Logging Configuration
Centralized logging setup for development and production environments.
Overview
The Are You Not Entertained (AYNE) project uses a centralized logging configuration (src/core/logging.py) that provides:
- JSON logging for production/cloud environments (Azure, AWS, Docker)
- Colorized console logging for local development
- Structured log filtering to suppress noisy third-party libraries
- Consistent formatting across all modules
This replaces the previous logger.py module with a more robust, production-ready solution.
Quick Start
Basic Usage
from ayne.core.logging import get_logger
# Get a logger for your module
logger = get_logger(__name__)
# Log messages
logger.info("Processing started")
logger.warning("Data quality issue detected")
logger.error("Failed to load file", exc_info=True)
Pipeline Configuration
The CLI automatically configures logging based on verbosity flags:
# In your own scripts using the library
from ayne.core.logging import configure_logging
# Configure logging once at application startup
configure_logging(
level="INFO", # DEBUG, INFO, WARNING, ERROR, CRITICAL
use_json=False, # True for production, False for development
include_uvicorn=False # True if running with uvicorn/FastAPI
)
Configuration Options
Log Levels
| Level | When to Use |
|---|---|
DEBUG |
Detailed diagnostic information (variable values, flow control) |
INFO |
General operational messages (process started, completed, counts) |
WARNING |
Potentially problematic situations (missing optional files, degraded performance) |
ERROR |
Error events that might still allow the application to continue |
CRITICAL |
Severe errors causing premature termination |
Output Formats
Development (Colorized)
Output:
2025-12-08 14:32:15 | INFO | ayne.data_collection.tmdb.client | Fetching movie details from TMDB
2025-12-08 14:32:16 | INFO | ayne.data_collection.tmdb.client | Loaded 1,234 movies from TMDB
2025-12-08 14:32:17 | WARNING | ayne.database.duckdb_client | Movie already exists in database
2025-12-08 14:32:18 | ERROR | ayne.data_collection.omdb.client | OMDB API rate limit exceeded
Features:
- Color-coded log levels (Green=INFO, Yellow=WARNING, Red=ERROR)
- Human-readable timestamps
- Clear module names
- Easy to scan visually
Production (JSON)
Output:
{"timestamp": "2025-12-08 14:32:15", "level": "INFO", "logger": "ayne.data_collection.tmdb.client", "message": "Fetching movie details", "module": "client", "process": 12345, "thread": 67890}
{"timestamp": "2025-12-08 14:32:16", "level": "INFO", "logger": "ayne.data_collection.tmdb.client", "message": "Loaded 1,234 movies", "module": "client", "process": 12345, "thread": 67890}
Features:
- Structured JSON for log aggregation tools
- Parseable by Azure Monitor, CloudWatch, Datadog, Loki
- Includes metadata (process ID, thread ID, module)
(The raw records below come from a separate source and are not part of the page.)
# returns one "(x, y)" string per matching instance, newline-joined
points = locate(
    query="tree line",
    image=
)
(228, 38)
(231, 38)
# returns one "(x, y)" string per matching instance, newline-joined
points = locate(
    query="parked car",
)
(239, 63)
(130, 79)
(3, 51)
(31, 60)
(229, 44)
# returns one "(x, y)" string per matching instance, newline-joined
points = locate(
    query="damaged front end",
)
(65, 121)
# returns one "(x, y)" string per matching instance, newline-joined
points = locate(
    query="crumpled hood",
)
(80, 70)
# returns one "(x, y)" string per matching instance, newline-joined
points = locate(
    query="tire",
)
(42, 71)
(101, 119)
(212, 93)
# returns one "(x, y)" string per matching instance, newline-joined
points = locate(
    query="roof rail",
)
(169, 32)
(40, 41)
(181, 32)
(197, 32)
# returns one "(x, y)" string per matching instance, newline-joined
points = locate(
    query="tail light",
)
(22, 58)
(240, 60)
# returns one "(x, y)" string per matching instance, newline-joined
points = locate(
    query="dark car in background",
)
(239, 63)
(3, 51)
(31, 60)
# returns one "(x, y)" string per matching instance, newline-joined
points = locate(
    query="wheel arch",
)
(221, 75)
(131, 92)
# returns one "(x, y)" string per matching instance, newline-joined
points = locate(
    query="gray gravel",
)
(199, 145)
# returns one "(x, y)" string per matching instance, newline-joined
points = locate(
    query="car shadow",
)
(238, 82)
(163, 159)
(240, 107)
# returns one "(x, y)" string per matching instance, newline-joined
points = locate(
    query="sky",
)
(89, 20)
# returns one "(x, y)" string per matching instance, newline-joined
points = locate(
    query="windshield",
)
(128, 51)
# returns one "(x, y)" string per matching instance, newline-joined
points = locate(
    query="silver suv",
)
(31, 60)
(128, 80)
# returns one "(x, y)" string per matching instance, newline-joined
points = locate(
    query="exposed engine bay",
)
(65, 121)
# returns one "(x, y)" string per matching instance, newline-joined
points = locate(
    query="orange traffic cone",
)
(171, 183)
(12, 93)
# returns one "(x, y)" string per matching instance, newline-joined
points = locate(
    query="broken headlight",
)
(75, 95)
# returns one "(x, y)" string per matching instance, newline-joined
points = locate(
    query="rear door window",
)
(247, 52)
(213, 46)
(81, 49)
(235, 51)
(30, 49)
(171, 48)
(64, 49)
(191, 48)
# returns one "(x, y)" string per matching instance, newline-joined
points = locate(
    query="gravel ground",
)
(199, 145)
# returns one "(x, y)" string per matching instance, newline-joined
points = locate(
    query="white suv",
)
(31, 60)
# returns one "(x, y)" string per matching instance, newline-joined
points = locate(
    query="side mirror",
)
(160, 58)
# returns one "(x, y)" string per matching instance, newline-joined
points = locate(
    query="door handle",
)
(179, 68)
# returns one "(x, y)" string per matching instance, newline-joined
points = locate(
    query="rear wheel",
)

- Easy to query and filter
Advanced Usage
Custom Context Fields
Add custom fields to log entries:
import logging
logger = get_logger(__name__)
# Create a log record with extra fields
extra_fields = {
"request_id": "abc-123",
"user_id": "user_456",
"correlation_id": "xyz-789"
}
# Log with context
record = logging.LogRecord(
name=logger.name,
level=logging.INFO,
pathname="",
lineno=0,
msg="Processing user request",
args=(),
exc_info=None
)
record.extra_fields = extra_fields
logger.handle(record)
JSON Output:
{
"timestamp": "2025-11-19 14:32:15",
"level": "INFO",
"message": "Processing user request",
"request_id": "abc-123",
"user_id": "user_456",
"correlation_id": "xyz-789"
}
Exception Logging
Always include exception info for error logs:
try:
process_data(file_path)
except Exception as e:
logger.error(f"Failed to process {file_path}: {e}", exc_info=True)
raise
Benefit: Full stack traces are captured in logs for debugging.
Suppressing Noisy Libraries
The logging configuration automatically suppresses verbose output from:
chromadb- Telemetry messagessentence_transformers- Model loading detailstransformers- Tokenizer warningshttpx- HTTP request details
To suppress additional libraries:
import logging
# In your configure_logging() setup
logging.getLogger("some_noisy_library").setLevel(logging.ERROR)
Best Practices
✅ Do's
- Use appropriate log levels:
logger.info("Processing 1,234 records") # Normal operation
logger.warning("Using default value for X") # Potential issue
logger.error("Failed to connect to database") # Actual error
- Include relevant context:
logger.info(f"Processed {count:,} records in {duration:.2f}s")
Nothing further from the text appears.